What thin sounds like
Compliments-as-flaws ("I am a perfectionist", "I care too much"). Or "people sometimes find me too direct" without acknowledging the impact or owning the cost to others.
Care-sector values commitment
Genuine belief in dignity-of-care, not transactional
What it is
A genuine, durable belief that the work matters because of who it serves — vulnerable adults whose lives are made better or worse by the quality of the leadership above them. Distinct from sector experience; many sector veterans operate transactionally.
Why this is a floor, not a fader
Cannot be calibrated because it is the dimension that determines what gets traded against what when the hard call comes.
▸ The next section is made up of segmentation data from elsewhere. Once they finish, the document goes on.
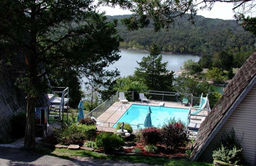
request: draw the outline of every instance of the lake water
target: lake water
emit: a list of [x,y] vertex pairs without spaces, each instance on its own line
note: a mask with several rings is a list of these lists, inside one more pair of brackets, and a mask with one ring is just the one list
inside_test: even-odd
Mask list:
[[[115,68],[120,71],[120,76],[123,77],[132,75],[135,67],[139,67],[136,61],[140,62],[143,57],[147,57],[149,53],[146,53],[134,51],[121,50],[120,55],[121,58],[119,60],[108,68],[114,70]],[[170,71],[177,72],[180,70],[180,67],[183,66],[183,63],[188,59],[191,59],[197,62],[200,59],[199,55],[176,55],[164,54],[163,57],[162,62],[168,62],[167,69]]]
[[[136,67],[139,67],[136,61],[140,62],[143,57],[147,57],[149,53],[142,52],[134,51],[121,50],[120,55],[121,58],[118,61],[108,68],[109,70],[117,68],[120,72],[120,76],[122,77],[129,75],[132,75]],[[183,63],[188,59],[191,59],[197,62],[200,59],[199,55],[191,55],[170,54],[160,54],[163,57],[162,62],[168,62],[167,68],[170,71],[177,72],[180,70],[180,66],[183,66]],[[84,80],[85,80],[84,78]],[[214,90],[223,94],[223,89],[225,87],[213,86]],[[84,90],[84,86],[83,87]]]

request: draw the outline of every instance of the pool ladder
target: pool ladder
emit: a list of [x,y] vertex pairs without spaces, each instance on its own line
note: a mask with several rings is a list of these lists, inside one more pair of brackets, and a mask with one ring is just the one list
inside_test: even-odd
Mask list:
[[[123,109],[123,106],[124,107],[124,108],[125,109]],[[118,110],[120,108],[121,108],[121,111],[126,111],[126,110],[127,110],[127,109],[128,109],[127,108],[127,107],[124,104],[122,104],[121,106],[120,106],[120,107],[118,107],[118,109],[117,109],[116,110],[117,111],[117,110]]]

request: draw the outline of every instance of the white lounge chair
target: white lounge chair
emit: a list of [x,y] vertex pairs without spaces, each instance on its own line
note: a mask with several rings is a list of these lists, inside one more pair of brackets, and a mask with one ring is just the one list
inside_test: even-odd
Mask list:
[[118,100],[120,101],[120,102],[128,102],[128,100],[126,99],[126,97],[124,97],[124,92],[120,92],[119,93],[119,97],[118,98],[117,101]]
[[142,102],[143,102],[143,101],[146,101],[147,102],[148,101],[148,100],[144,95],[144,93],[139,94],[139,95],[140,96],[139,99],[141,100]]

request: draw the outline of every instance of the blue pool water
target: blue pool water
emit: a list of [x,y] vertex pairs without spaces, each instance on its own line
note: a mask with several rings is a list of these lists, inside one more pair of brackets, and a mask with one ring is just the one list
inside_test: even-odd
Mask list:
[[[165,120],[173,117],[175,119],[180,119],[183,122],[187,123],[188,109],[152,106],[150,108],[152,111],[151,114],[152,125],[155,127],[161,126]],[[124,122],[134,125],[143,124],[148,109],[148,105],[132,104],[116,123]],[[116,127],[116,126],[115,124],[113,127]],[[142,128],[144,128],[143,124],[140,124],[140,126]],[[133,127],[135,128],[135,126]]]

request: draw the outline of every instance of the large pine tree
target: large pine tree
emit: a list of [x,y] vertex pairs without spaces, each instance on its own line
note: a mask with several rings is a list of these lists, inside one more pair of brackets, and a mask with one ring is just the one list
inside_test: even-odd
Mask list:
[[143,79],[146,84],[151,90],[168,91],[172,90],[172,72],[166,69],[167,62],[162,63],[162,55],[158,46],[153,44],[150,48],[150,54],[143,57],[137,63],[140,67],[136,68],[134,76]]
[[[0,48],[12,45],[27,51],[26,65],[17,82],[28,96],[26,149],[35,147],[35,108],[39,92],[46,90],[42,88],[45,87],[40,81],[42,77],[56,68],[66,67],[104,86],[118,73],[104,69],[120,58],[117,21],[107,21],[93,2],[0,1],[0,44],[3,46]],[[10,58],[15,58],[13,53],[9,53]],[[38,70],[42,64],[45,72]]]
A leader without it can perform technically well for years and still misalign you when the pressure arrives.
How its absence typically surfaces
Performs the language well but the decisions reveal the truth: cost reductions that pinch quality, occupancy pushes that ignore acuity match, agency-leakage strategies that degrade continuity of care. Sector vocabulary, transactional substrate.
Q1
Why care, specifically, given your skills are portable? What would you trade off in another sector that you would not trade off here, and where has that played out in a decision you have actually made?
What good sounds like
Genuine answer to "why care" — usually rooted in personal experience, formative encounter, or held value. Articulates a specific trade-off they would make differently in a regulated-care context. Names a real decision where it played out.
What thin sounds like
Sector vocabulary without the substance. "I love working with people" (true of most sectors). Cannot name a sector-specific trade-off they would make differently here.
Q2
Describe an interaction with someone you supported (or a family member of someone you supported) that has stayed with you. What did it tell you about the work?
What good sounds like
Specific interaction. Evidence of being moved by it. Articulates what it told them about the work in a way that suggests deep, recurring engagement with it.
What thin sounds like
Generic positive anecdote that could be from anyone's career. No specific interactions readily available — a flag that suggests distance from the work.
Reliability / follow-through
Does what they said they would
What it is
The discipline of converting commitments into delivery, consistently, over time. The substrate of trust at every other level — peers, reports, board, external stakeholders.
Why this is a floor, not a fader
Cannot be calibrated because reliability is a binary in the perception of others. The leader whose commitments are 80% reliable is filed mentally as "unreliable" by the people who depend on them — the missing 20% colours the whole.
How its absence typically surfaces
Commitments quietly degrade. Things slip. The team learns to apply a discount to anything this leader says, which then becomes a discount applied to anything the organisation says.
Q1
Walk me through your last three significant commitments — what you said you would do, what you did, and where the gap was if there was one. What does that pattern tell us about how you operate?
What good sounds like
Honest accounting that includes any gaps. Articulates the pattern self-awarely. Specific commitments rather than abstract goals.
What thin sounds like
Three commitments all met perfectly (implausible). Vague accounts that do not hold up to follow-up questioning.
Q2
What is a commitment you have made that you did not keep? Why, and what did you do about it?
What good sounds like
Specific commitment. Honest about why it failed. Action taken — apology, repair, learning. Evidence of changed practice since.
What thin sounds like
No examples (implausible at senior level). The failure was always external — circumstances changed, others did not deliver, priorities shifted.